Can the Netherlands rightfully be accused of being a tax haven? According to most lists and criteria it is not, but the discussion keeps flaring up and the media love it. UvA professor Applied Economics Barbara Baarsma is also director of SEO Economic Research (SEO).

With SEO colleagues Marco Kerste and Jarst Weda she wrote the book “Letterbox companies. The impact of special financial institutions in the Dutch economy”, which follows SEO research “Out of the shadow of banking” from 2013. Baarsma: ‘We want to feed the policy debate on the Dutch tax regime with all the available information based on the latest insights and data, since it is likely to continue for some time.’ 

First it is important to know what exactly is a special financial institution (in Dutch: BFI). These BFIs are generally known as letterbox companies that move capital between business units in different countries with the aim of preventing double taxation. Baarsma: ‘That's a clear and understandable motive, especially for a country as the Netherlands with such a strong focus on international trade. The downside is that BFIs can also be used to pay very little to no taxes at all. In the book we show for which part of the dividend, interest and royalty streams this so called tax avoidance can apply. Although in itself it is legal, you could be furrowing your brow because it definitely goes against the spirit of the applicable law. But even this discussion depends on your moral perspective; what percentage of taxation do you consider low?’ 

Reputation damage 

So the book provides insight into the most recent data on letterbox companies. Like what they bring to the Dutch economy (€ 2.2 to € 3.7 billion per year and 7,600 to 14,700 jobs, with the BFIs themselves and with businesses that work for them). Baarsma: ‘There are benefits to a favourable tax climate and there are also disadvantages. The biggest risk is reputational damage. Developing countries miss out on tax income when capital moves out of the country using BFIs. Depending on what you call a developing country, these countries missed an average of € 180 to € 810 million per year in tax revenue over the past three years.’ 
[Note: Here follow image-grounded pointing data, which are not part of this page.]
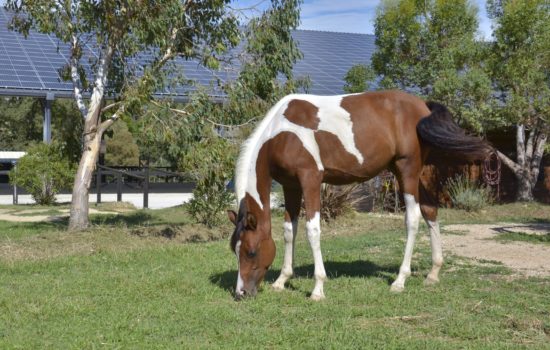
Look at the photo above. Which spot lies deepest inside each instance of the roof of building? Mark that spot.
(30, 66)
(10, 156)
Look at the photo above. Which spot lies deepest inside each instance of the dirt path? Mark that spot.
(477, 242)
(34, 215)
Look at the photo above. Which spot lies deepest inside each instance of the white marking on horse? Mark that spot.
(313, 228)
(437, 254)
(332, 118)
(240, 283)
(290, 229)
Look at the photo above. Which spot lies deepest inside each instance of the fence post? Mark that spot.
(15, 200)
(119, 187)
(146, 188)
(98, 184)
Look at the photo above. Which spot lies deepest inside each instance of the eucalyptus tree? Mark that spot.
(521, 70)
(118, 32)
(430, 48)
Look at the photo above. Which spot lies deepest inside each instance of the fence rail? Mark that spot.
(142, 174)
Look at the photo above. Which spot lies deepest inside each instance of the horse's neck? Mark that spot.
(260, 202)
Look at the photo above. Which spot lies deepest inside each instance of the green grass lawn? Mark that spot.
(116, 286)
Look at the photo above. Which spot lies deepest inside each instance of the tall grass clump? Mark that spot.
(467, 194)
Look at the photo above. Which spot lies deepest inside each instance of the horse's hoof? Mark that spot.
(396, 288)
(317, 297)
(430, 281)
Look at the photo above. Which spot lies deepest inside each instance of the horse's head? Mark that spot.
(255, 251)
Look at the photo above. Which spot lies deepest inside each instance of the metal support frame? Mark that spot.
(47, 128)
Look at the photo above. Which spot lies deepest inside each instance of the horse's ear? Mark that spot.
(232, 216)
(251, 222)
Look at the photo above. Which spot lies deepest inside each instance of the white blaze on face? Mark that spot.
(332, 118)
(240, 283)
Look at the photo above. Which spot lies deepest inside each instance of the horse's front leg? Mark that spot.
(293, 202)
(312, 199)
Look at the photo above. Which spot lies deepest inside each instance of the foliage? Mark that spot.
(521, 59)
(466, 194)
(270, 50)
(359, 78)
(520, 62)
(186, 132)
(20, 122)
(117, 32)
(210, 164)
(121, 146)
(175, 128)
(430, 48)
(43, 172)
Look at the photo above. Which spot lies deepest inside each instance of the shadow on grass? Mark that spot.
(334, 269)
(138, 218)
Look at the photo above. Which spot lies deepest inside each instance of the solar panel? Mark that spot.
(30, 66)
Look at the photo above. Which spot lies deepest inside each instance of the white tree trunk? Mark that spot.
(529, 156)
(92, 139)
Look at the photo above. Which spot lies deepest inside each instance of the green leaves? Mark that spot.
(358, 78)
(43, 172)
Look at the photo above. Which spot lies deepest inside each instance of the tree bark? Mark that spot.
(529, 156)
(90, 153)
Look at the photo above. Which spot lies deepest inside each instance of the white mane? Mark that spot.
(332, 118)
(251, 148)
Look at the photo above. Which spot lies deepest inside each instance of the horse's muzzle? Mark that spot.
(243, 294)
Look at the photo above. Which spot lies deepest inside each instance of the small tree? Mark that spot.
(359, 78)
(187, 133)
(43, 172)
(430, 48)
(520, 65)
(119, 31)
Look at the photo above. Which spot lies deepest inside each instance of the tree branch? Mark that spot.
(516, 169)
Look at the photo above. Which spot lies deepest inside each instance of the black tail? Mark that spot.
(438, 130)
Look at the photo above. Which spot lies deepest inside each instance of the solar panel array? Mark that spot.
(30, 66)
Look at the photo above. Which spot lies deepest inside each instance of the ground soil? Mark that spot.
(33, 215)
(477, 241)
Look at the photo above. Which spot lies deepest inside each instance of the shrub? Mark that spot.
(466, 194)
(211, 164)
(43, 172)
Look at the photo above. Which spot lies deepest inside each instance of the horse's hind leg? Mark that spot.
(293, 202)
(428, 207)
(408, 174)
(311, 186)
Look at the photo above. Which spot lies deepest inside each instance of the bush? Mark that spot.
(466, 194)
(43, 172)
(211, 164)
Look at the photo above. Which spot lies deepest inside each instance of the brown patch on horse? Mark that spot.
(302, 113)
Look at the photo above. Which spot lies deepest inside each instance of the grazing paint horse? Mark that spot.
(306, 140)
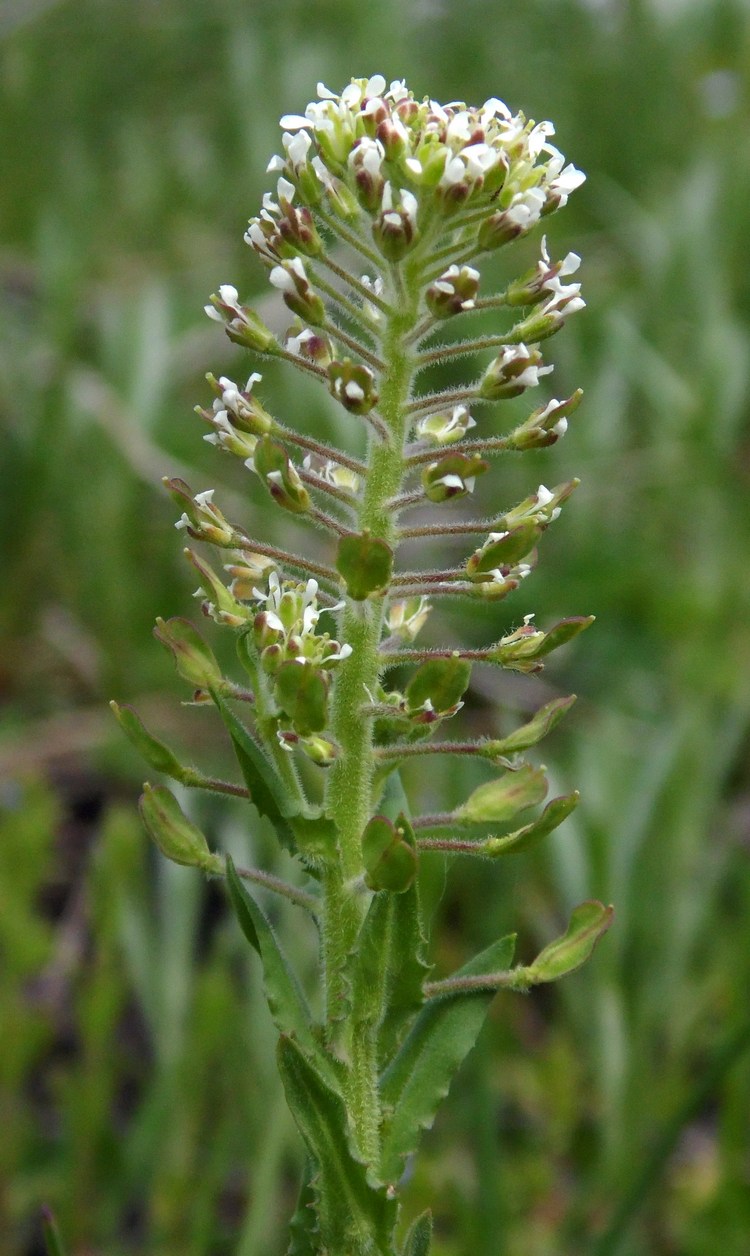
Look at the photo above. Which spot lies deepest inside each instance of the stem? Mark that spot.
(348, 795)
(491, 445)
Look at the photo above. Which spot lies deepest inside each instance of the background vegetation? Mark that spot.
(137, 1090)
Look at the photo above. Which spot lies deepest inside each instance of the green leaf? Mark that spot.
(287, 1002)
(388, 969)
(303, 1227)
(52, 1235)
(366, 564)
(417, 1241)
(302, 692)
(176, 837)
(513, 843)
(196, 662)
(441, 681)
(352, 1213)
(266, 791)
(417, 1080)
(567, 953)
(530, 734)
(500, 800)
(153, 751)
(390, 858)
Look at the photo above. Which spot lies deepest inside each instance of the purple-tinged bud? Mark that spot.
(454, 292)
(290, 279)
(353, 384)
(452, 476)
(176, 837)
(514, 369)
(545, 426)
(395, 230)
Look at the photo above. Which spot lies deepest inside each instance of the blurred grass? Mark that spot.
(136, 1078)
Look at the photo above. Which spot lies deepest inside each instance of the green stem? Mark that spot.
(351, 779)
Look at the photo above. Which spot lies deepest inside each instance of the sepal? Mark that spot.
(452, 476)
(195, 661)
(388, 854)
(500, 800)
(176, 837)
(567, 953)
(366, 564)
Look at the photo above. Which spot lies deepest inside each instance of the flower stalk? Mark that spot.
(418, 194)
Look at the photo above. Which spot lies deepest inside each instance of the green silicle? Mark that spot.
(382, 211)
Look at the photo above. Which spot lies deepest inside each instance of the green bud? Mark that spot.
(388, 853)
(500, 800)
(366, 564)
(219, 602)
(503, 549)
(530, 734)
(302, 693)
(322, 751)
(353, 384)
(440, 682)
(196, 662)
(273, 465)
(567, 953)
(153, 751)
(452, 476)
(176, 837)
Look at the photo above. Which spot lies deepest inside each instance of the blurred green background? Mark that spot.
(608, 1117)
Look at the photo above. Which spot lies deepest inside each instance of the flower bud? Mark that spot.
(273, 465)
(545, 425)
(500, 800)
(290, 279)
(353, 384)
(240, 322)
(406, 618)
(176, 837)
(445, 427)
(395, 230)
(195, 661)
(514, 369)
(454, 292)
(322, 751)
(452, 476)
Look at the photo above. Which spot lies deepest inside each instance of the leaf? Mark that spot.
(287, 1002)
(266, 791)
(390, 860)
(303, 1227)
(351, 1211)
(366, 563)
(440, 681)
(539, 725)
(388, 969)
(503, 799)
(417, 1241)
(441, 1038)
(567, 953)
(513, 843)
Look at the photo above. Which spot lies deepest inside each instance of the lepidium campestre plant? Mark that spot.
(373, 238)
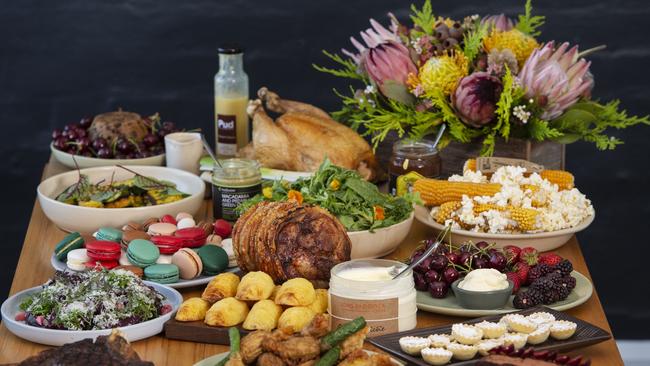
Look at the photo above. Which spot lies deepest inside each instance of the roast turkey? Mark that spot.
(302, 136)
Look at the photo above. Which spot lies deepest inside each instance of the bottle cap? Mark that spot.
(230, 49)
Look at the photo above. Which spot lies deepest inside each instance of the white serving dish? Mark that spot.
(88, 219)
(54, 337)
(380, 242)
(541, 241)
(90, 162)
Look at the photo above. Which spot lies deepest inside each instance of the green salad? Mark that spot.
(358, 204)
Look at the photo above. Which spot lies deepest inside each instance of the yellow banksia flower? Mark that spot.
(294, 195)
(442, 73)
(522, 45)
(379, 213)
(335, 185)
(267, 192)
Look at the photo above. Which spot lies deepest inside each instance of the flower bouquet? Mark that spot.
(478, 78)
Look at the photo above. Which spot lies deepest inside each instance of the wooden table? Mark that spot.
(34, 269)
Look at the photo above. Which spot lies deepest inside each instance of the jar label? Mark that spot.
(226, 200)
(382, 315)
(226, 134)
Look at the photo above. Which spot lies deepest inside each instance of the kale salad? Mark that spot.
(93, 300)
(357, 203)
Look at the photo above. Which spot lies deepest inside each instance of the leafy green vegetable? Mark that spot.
(358, 204)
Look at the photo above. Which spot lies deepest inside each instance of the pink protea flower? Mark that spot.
(555, 78)
(476, 97)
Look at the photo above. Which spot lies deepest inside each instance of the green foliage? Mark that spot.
(423, 18)
(528, 23)
(348, 68)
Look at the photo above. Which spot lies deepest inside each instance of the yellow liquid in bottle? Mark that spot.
(231, 124)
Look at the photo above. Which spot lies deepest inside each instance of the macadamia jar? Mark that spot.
(365, 288)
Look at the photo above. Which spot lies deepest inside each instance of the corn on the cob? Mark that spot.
(445, 210)
(562, 178)
(436, 192)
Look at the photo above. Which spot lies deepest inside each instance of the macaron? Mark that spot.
(193, 237)
(161, 228)
(142, 253)
(137, 271)
(103, 250)
(109, 234)
(214, 259)
(77, 259)
(162, 273)
(188, 262)
(68, 243)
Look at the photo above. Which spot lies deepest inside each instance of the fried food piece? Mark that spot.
(222, 286)
(269, 359)
(255, 286)
(296, 318)
(192, 309)
(264, 315)
(318, 327)
(250, 346)
(354, 342)
(296, 292)
(321, 301)
(226, 313)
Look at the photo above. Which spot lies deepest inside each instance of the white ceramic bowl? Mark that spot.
(90, 162)
(380, 242)
(88, 219)
(54, 337)
(541, 241)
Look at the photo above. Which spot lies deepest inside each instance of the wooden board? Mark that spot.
(34, 268)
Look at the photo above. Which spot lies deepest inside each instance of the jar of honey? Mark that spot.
(420, 156)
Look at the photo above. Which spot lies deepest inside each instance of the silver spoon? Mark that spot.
(427, 253)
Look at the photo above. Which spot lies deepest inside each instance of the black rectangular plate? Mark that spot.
(586, 334)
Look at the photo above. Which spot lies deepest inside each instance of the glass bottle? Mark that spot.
(230, 101)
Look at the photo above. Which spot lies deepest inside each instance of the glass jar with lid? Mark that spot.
(235, 181)
(420, 156)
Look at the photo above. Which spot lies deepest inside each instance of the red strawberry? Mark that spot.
(512, 276)
(512, 252)
(550, 258)
(529, 255)
(521, 269)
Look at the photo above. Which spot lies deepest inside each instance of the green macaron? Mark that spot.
(109, 234)
(142, 253)
(162, 273)
(214, 258)
(70, 242)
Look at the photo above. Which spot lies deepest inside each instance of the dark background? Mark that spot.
(60, 61)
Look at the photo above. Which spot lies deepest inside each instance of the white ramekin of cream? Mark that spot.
(365, 288)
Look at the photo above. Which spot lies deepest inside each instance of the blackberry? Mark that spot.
(565, 267)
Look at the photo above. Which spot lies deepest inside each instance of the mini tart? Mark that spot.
(541, 318)
(521, 324)
(413, 345)
(462, 351)
(492, 330)
(518, 340)
(486, 345)
(466, 334)
(436, 356)
(563, 329)
(540, 335)
(439, 340)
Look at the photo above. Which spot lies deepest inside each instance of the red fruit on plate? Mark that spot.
(512, 276)
(521, 269)
(222, 228)
(529, 255)
(549, 258)
(512, 253)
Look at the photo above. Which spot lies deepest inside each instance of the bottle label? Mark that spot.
(226, 134)
(226, 200)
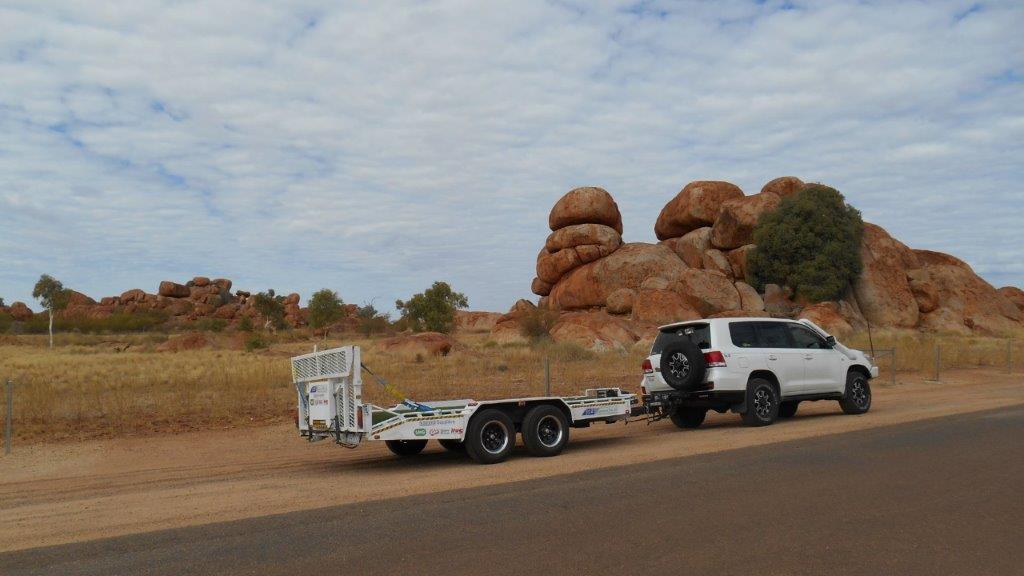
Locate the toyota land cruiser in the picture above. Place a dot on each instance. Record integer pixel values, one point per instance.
(759, 367)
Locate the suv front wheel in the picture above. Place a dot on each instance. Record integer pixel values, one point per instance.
(762, 403)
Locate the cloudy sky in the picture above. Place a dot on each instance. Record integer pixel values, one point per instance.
(376, 147)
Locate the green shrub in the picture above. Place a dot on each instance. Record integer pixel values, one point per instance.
(255, 340)
(270, 306)
(246, 324)
(432, 310)
(211, 324)
(810, 243)
(326, 307)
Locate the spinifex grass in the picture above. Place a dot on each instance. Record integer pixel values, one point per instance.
(85, 388)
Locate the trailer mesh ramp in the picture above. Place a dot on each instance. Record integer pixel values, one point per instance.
(322, 366)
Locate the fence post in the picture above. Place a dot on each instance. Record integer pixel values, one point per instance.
(8, 426)
(547, 376)
(894, 366)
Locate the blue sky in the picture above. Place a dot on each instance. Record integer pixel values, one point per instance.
(376, 147)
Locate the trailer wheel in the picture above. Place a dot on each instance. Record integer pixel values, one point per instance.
(406, 447)
(489, 437)
(545, 430)
(453, 445)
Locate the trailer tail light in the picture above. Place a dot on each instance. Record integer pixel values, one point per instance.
(715, 359)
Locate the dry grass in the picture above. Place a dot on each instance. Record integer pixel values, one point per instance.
(84, 388)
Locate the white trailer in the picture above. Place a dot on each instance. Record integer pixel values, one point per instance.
(329, 385)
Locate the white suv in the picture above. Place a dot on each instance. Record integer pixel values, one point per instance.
(761, 368)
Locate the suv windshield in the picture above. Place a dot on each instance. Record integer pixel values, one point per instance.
(700, 336)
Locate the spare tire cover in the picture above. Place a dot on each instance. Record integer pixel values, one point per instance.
(683, 365)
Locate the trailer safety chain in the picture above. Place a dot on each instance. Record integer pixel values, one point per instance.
(402, 399)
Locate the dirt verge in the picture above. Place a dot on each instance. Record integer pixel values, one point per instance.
(52, 494)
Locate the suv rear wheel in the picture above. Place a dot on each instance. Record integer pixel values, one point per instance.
(688, 417)
(857, 399)
(762, 403)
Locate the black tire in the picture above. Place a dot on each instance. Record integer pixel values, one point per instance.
(406, 447)
(489, 437)
(683, 366)
(762, 403)
(857, 398)
(545, 430)
(453, 445)
(688, 417)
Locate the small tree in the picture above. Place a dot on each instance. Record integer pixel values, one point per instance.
(810, 243)
(51, 293)
(271, 307)
(371, 320)
(325, 309)
(433, 310)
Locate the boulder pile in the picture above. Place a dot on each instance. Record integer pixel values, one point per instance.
(608, 293)
(184, 303)
(585, 225)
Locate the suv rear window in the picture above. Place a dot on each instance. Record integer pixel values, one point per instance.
(700, 336)
(743, 334)
(773, 335)
(762, 334)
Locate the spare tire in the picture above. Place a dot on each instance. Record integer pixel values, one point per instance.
(683, 366)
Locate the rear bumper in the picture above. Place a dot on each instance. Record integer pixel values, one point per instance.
(660, 401)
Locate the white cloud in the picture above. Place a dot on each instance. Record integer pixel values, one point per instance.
(377, 147)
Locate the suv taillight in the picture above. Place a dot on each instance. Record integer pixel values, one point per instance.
(715, 359)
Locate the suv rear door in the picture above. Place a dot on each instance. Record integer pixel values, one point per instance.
(773, 345)
(824, 369)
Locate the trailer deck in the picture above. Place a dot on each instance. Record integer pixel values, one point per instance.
(329, 387)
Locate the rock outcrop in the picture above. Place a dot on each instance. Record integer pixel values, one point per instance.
(597, 331)
(700, 266)
(590, 285)
(467, 321)
(734, 225)
(698, 204)
(585, 225)
(422, 344)
(883, 289)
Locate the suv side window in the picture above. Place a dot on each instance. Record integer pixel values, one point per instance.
(806, 338)
(773, 335)
(743, 334)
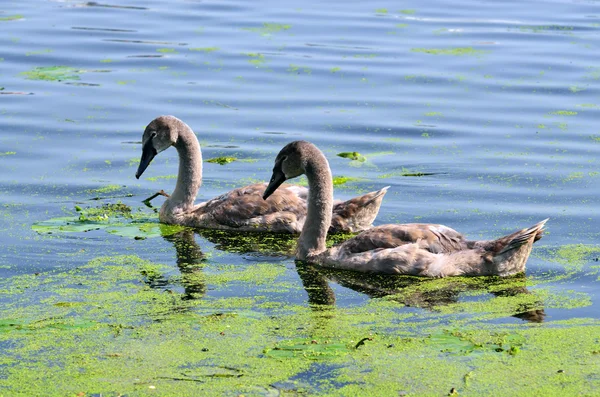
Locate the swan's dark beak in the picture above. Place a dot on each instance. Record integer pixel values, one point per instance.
(276, 180)
(148, 153)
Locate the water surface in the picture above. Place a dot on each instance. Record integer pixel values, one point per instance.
(495, 102)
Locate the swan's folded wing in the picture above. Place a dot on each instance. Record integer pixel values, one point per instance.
(244, 208)
(431, 237)
(356, 214)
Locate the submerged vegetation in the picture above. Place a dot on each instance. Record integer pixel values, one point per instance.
(221, 160)
(100, 323)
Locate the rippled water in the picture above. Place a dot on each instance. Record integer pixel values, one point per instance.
(496, 101)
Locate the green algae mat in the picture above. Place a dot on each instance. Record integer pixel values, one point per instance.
(125, 326)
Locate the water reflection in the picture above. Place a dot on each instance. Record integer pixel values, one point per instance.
(414, 291)
(190, 261)
(410, 291)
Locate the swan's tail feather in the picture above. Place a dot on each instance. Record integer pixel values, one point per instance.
(358, 213)
(518, 239)
(508, 255)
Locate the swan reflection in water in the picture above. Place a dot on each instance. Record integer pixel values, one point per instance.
(406, 290)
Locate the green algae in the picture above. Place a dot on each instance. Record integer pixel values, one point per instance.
(123, 325)
(354, 156)
(221, 160)
(458, 51)
(269, 28)
(53, 73)
(106, 189)
(341, 180)
(573, 256)
(117, 219)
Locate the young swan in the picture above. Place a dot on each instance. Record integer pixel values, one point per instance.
(415, 249)
(241, 209)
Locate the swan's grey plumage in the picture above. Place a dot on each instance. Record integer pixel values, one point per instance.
(417, 249)
(241, 209)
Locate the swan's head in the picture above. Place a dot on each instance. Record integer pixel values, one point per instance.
(159, 135)
(290, 163)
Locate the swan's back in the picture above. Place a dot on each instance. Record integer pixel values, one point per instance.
(431, 237)
(244, 209)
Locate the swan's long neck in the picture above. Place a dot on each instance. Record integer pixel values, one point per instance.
(189, 178)
(320, 206)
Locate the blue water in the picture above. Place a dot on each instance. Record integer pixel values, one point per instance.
(507, 129)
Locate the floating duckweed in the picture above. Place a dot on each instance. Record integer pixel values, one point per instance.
(205, 49)
(355, 156)
(222, 160)
(340, 180)
(117, 219)
(106, 189)
(297, 69)
(53, 73)
(459, 51)
(269, 28)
Tightening the reins in the current Dutch tax practice is no solution to tax evasion, says Baarsma. ‘If the Netherlands become less attractive, other countries will fill the gap and the dividend, interest and royalty streams will just move. This is already evident from the example of Starbucks. This coffee chain moved its European headquarters from Amsterdam to London, under the pressure of bad publicity about tax avoidance in the UK. That means less income and employment for the Netherlands, but it doesn’t mean more taxes are being paid in England. But it may be that you feel more comfortable as a country to limit the risk of tax avoidance. That morality may well be worth something.’ 

Rulings 

According to Baarsma there are more countries pursuing a favourable tax climate. ‘England is full in the game. The Netherlands is still quite unique with their rulings; agreements with the tax authorities that give certainty about tax obligations in advance. More countries have such a ruling practice, but traditionally it has worked effectively in the Netherlands. The Dutch tax environment is still attractive for multinational companies compared to most other countries, but England, Ireland and Luxembourg are serious competitors.’ England is accused of luring Starbucks to London with very favourable tax agreements. 

Facts 

As director and researcher of SEO – an organisation that does economic research commissioned by governments, private parties and regulators - Baarsma deals with a wide range of topics besides tax regimes; from logistics to health care, and from the financial sector to the postal market. ‘When it comes to economics, I am an omnivore. My role is to take a critical look from an economics perspective at the dynamics between markets and the government, at the effect of laws and regulations, and everything is based on facts and not on a moral or political perspective. Until now, letterbox companies have often been studied from a moral perspective: it is good or bad? I believe it’s our role to deliver the facts.’ 

Baarsma says SEO is at the cutting edge of science and commerce. ‘We receive no subsidies while doing independent research. We subsidize our scientific activities out of the results for commissioned research. Science for SEO works both ways. We translate scientific knowledge into applied economic research reports and other products for our customers. We also produce scientific articles, often based on our commissioned research. With this book on letterbox companies we feed the public debate, but we will also write a scientific paper. That’s how we will have our method of identifying tax avoidance peer reviewed’, says Baarsma.